Still, Fagan said he's prepared to negotiate.
Avraham Burg, co-chairman of the restitution organization, was less conciliatory: "What they are saying with this figure is actually they don't want to negotiate." "It was a very, very unnecessary statement which has thrown the process backwards," he told Associated Press Television. "We will say thank you but no thank you and go back to the public struggle."

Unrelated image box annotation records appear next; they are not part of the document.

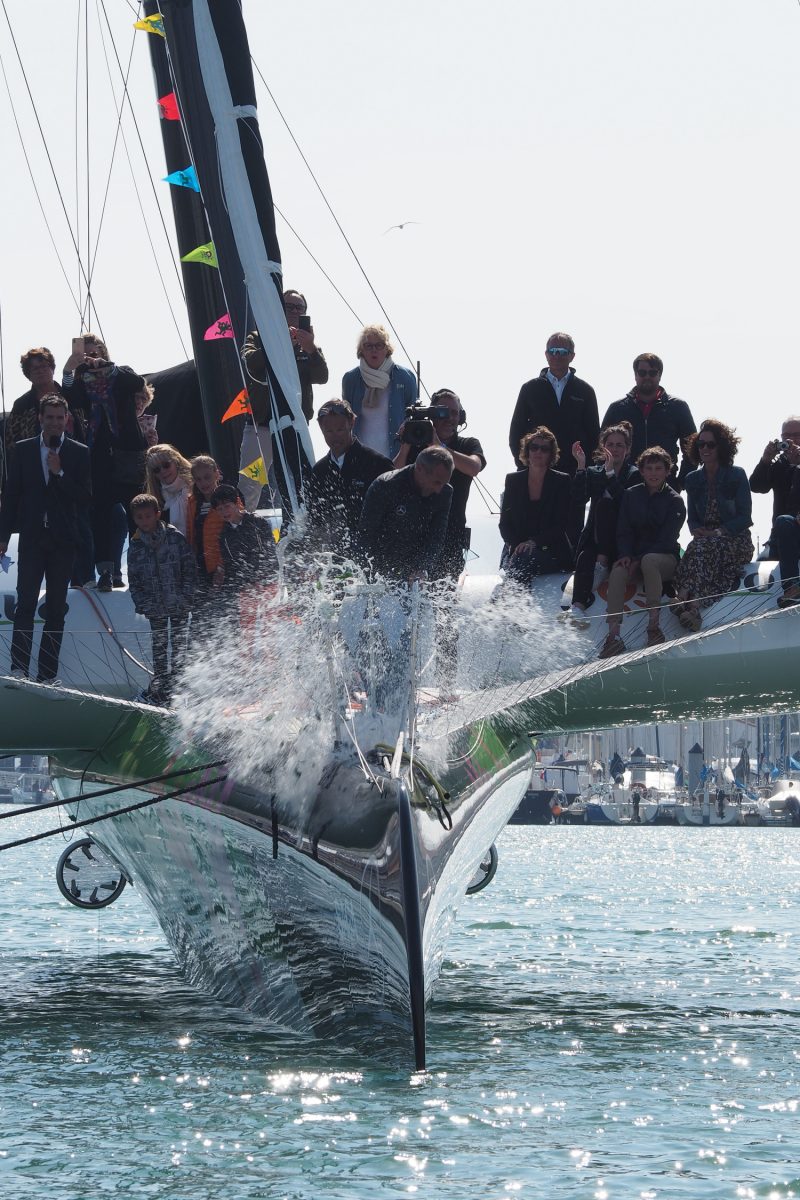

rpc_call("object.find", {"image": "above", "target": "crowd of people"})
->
[0,312,800,700]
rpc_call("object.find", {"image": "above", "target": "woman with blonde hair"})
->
[145,442,193,538]
[342,325,416,458]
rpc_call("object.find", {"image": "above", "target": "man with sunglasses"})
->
[602,353,697,492]
[509,334,600,475]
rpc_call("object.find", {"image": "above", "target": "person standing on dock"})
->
[509,332,597,546]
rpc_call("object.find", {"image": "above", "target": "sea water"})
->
[0,810,800,1200]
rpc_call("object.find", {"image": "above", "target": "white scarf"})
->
[359,354,395,408]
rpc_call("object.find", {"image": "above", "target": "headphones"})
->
[431,388,467,426]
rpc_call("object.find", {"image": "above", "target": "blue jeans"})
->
[770,516,800,592]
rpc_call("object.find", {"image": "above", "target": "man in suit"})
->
[0,395,91,683]
[509,334,600,547]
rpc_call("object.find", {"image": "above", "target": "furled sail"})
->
[145,0,313,510]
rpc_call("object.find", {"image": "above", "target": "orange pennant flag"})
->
[219,388,253,425]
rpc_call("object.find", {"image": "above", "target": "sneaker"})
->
[597,634,627,659]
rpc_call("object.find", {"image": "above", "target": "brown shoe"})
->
[597,634,627,659]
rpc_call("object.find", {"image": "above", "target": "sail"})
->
[145,0,313,510]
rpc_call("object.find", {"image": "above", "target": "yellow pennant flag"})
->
[181,241,219,268]
[133,16,167,37]
[239,455,266,486]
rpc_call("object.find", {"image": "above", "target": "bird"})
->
[384,221,422,235]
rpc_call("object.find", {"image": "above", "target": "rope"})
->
[0,775,228,852]
[0,755,225,821]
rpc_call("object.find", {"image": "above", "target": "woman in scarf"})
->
[342,325,416,458]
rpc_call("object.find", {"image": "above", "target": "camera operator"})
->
[750,416,800,608]
[395,388,486,580]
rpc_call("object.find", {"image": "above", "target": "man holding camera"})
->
[308,400,395,554]
[360,445,453,583]
[750,416,800,608]
[395,388,486,581]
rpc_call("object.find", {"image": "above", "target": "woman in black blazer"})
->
[500,425,572,586]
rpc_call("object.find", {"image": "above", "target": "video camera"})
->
[403,404,450,450]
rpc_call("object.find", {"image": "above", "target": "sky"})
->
[0,0,800,569]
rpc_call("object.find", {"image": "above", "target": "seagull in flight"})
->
[384,221,422,235]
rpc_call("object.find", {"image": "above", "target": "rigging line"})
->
[251,57,427,379]
[97,0,188,309]
[0,0,95,304]
[0,755,228,821]
[272,205,362,325]
[89,0,191,359]
[0,775,228,851]
[0,54,82,317]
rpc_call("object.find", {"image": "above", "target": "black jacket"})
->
[360,467,453,580]
[0,434,91,545]
[602,388,694,490]
[572,458,642,550]
[616,484,686,558]
[308,438,395,554]
[750,454,800,521]
[500,468,572,569]
[509,367,600,475]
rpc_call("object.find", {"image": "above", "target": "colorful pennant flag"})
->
[133,14,167,37]
[219,388,253,425]
[181,241,217,267]
[158,91,181,121]
[239,455,266,486]
[164,167,200,192]
[203,313,234,342]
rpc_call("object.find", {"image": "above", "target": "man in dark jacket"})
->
[750,416,800,521]
[509,334,600,475]
[395,388,486,580]
[509,332,600,546]
[307,400,395,556]
[360,446,453,582]
[599,353,696,491]
[0,395,91,683]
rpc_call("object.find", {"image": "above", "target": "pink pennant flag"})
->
[203,313,234,342]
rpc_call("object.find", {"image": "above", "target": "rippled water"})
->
[0,815,800,1200]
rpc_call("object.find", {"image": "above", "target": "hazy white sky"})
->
[0,0,800,566]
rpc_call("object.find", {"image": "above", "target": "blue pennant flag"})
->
[164,167,200,192]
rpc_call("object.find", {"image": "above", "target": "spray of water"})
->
[176,564,585,811]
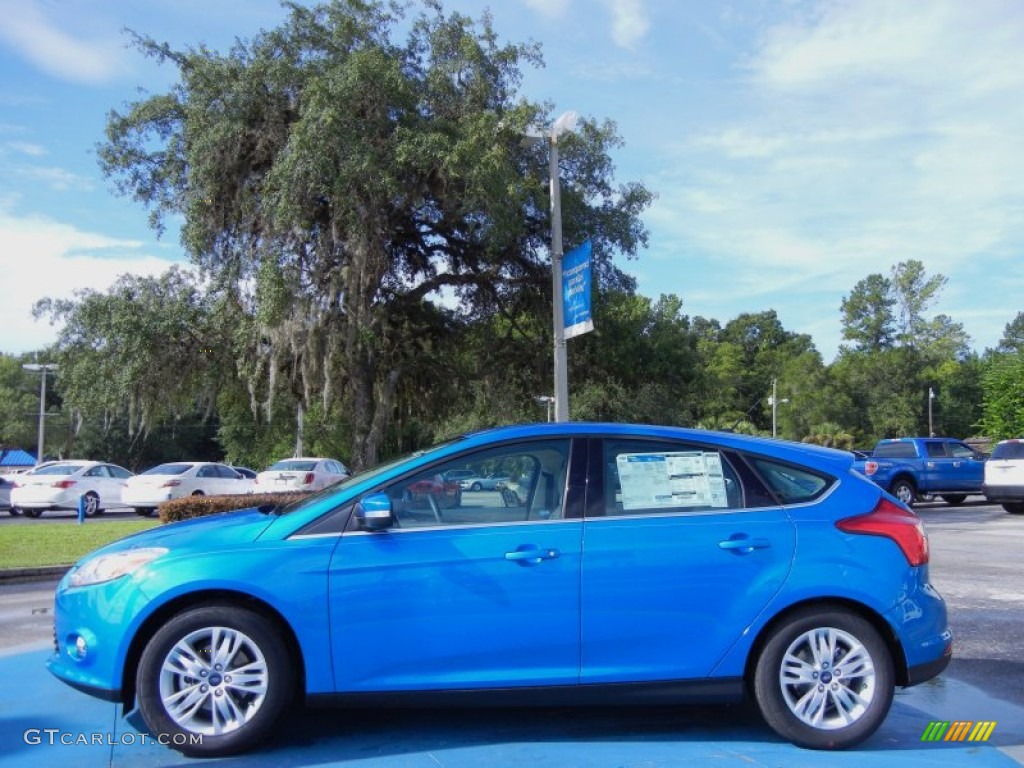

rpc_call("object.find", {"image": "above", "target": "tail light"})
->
[836,499,928,566]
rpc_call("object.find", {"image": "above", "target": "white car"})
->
[10,461,133,517]
[982,438,1024,515]
[255,458,350,494]
[121,462,253,517]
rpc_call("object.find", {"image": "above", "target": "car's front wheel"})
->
[136,605,296,757]
[889,478,918,507]
[753,609,895,750]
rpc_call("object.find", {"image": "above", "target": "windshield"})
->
[266,459,316,472]
[28,464,82,475]
[142,464,191,475]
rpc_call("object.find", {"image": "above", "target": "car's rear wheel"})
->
[753,609,895,750]
[889,477,918,507]
[136,605,296,757]
[84,490,100,517]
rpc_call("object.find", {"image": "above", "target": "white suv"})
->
[983,438,1024,515]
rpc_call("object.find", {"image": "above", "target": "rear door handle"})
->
[718,534,771,555]
[505,545,561,565]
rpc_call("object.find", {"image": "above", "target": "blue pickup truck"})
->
[854,437,985,506]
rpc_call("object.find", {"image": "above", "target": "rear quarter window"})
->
[991,441,1024,459]
[750,457,834,504]
[871,442,918,459]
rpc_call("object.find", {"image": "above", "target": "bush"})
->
[159,490,309,523]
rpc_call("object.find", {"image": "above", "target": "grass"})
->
[0,520,160,568]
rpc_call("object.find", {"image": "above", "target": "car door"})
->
[946,442,985,493]
[581,438,796,683]
[330,439,582,692]
[922,440,962,492]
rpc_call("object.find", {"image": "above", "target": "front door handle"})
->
[718,534,771,555]
[505,545,561,565]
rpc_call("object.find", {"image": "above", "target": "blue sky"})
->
[0,0,1024,361]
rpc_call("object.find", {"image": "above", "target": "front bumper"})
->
[46,571,150,701]
[981,484,1024,504]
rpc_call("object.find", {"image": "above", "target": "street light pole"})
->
[527,111,579,421]
[768,379,790,437]
[22,362,57,465]
[928,387,935,437]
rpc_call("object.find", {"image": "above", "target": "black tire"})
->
[135,605,296,757]
[85,490,102,517]
[752,608,895,750]
[889,477,918,507]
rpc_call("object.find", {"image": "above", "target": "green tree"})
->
[99,0,651,468]
[980,353,1024,440]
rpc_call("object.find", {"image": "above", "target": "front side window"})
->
[604,439,743,516]
[384,439,569,528]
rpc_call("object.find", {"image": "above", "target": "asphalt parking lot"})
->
[0,502,1024,768]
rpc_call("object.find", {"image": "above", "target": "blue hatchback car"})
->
[48,423,951,756]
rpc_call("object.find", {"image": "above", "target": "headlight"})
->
[71,547,167,587]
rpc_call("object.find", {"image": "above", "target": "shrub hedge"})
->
[158,490,309,523]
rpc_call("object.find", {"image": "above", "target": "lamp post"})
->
[928,387,935,437]
[768,379,790,437]
[534,394,555,421]
[22,362,57,465]
[526,111,579,421]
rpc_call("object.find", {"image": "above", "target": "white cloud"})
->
[607,0,650,48]
[522,0,569,18]
[0,210,180,353]
[0,0,121,85]
[15,166,92,191]
[4,141,47,158]
[648,0,1024,356]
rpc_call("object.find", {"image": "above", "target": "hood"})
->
[79,509,276,563]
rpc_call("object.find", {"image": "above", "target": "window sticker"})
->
[615,451,729,510]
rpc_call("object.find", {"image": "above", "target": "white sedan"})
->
[10,461,132,517]
[121,462,253,517]
[255,458,349,493]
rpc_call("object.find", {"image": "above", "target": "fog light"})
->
[68,635,89,660]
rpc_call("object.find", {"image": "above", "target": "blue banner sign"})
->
[562,240,594,339]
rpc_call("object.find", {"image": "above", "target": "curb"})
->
[0,565,71,584]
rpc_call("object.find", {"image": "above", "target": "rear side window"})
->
[751,457,831,504]
[992,440,1024,459]
[604,439,743,517]
[871,442,918,459]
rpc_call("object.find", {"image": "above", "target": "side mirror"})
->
[355,494,394,530]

The three Swiss banks urged the plaintiffs to accept the offer "so that money can immediately be distributed to Holocaust survivors and heirs of Holocaust victims." However, the statement warned that through repeated violations of a court-ordered confidentiality agreement, "the World Jewish Congress and the plaintiffs' lawyers are seriously jeopardizing the settlement negotiations." Fagan angrily denied the accusation. Credit Suisse, Swiss Bank Corp. and Union Bank of Switzerland are negotiating with Jewish organizations and lawyers for class-action claimants on a settlement. They met June 5 with lawyers for Holocaust survivors amid reports the banks would offer more than $1 billion to settle claims they stole assets from dormant wartime accounts. Fagan had said even $1 billion might not satisfy some claimants. Tens of thousands of Holocaust victims deposited money in Swiss banks when the Nazis were gaining power in Europe. Plaintiffs, however, say bank officials stonewalled survivors and their heirs after World War II, claiming they could not find accounts or demanding nonexistent death certificates before giving funds to relatives of those who died in concentration camps. Earlier this month, the Federal Reserve approved a merger of the U.S. operations of the Union Bank of Switzerland and Swiss Bank Corp. The new entity will be the second-largest bank in the world, with assets of $627 billion, behind Japan's Bank of Tokyo-Mitsubishi. Regulators had held up approval because of complaints that the banks were dragging their feet on releasing the Holocaust records.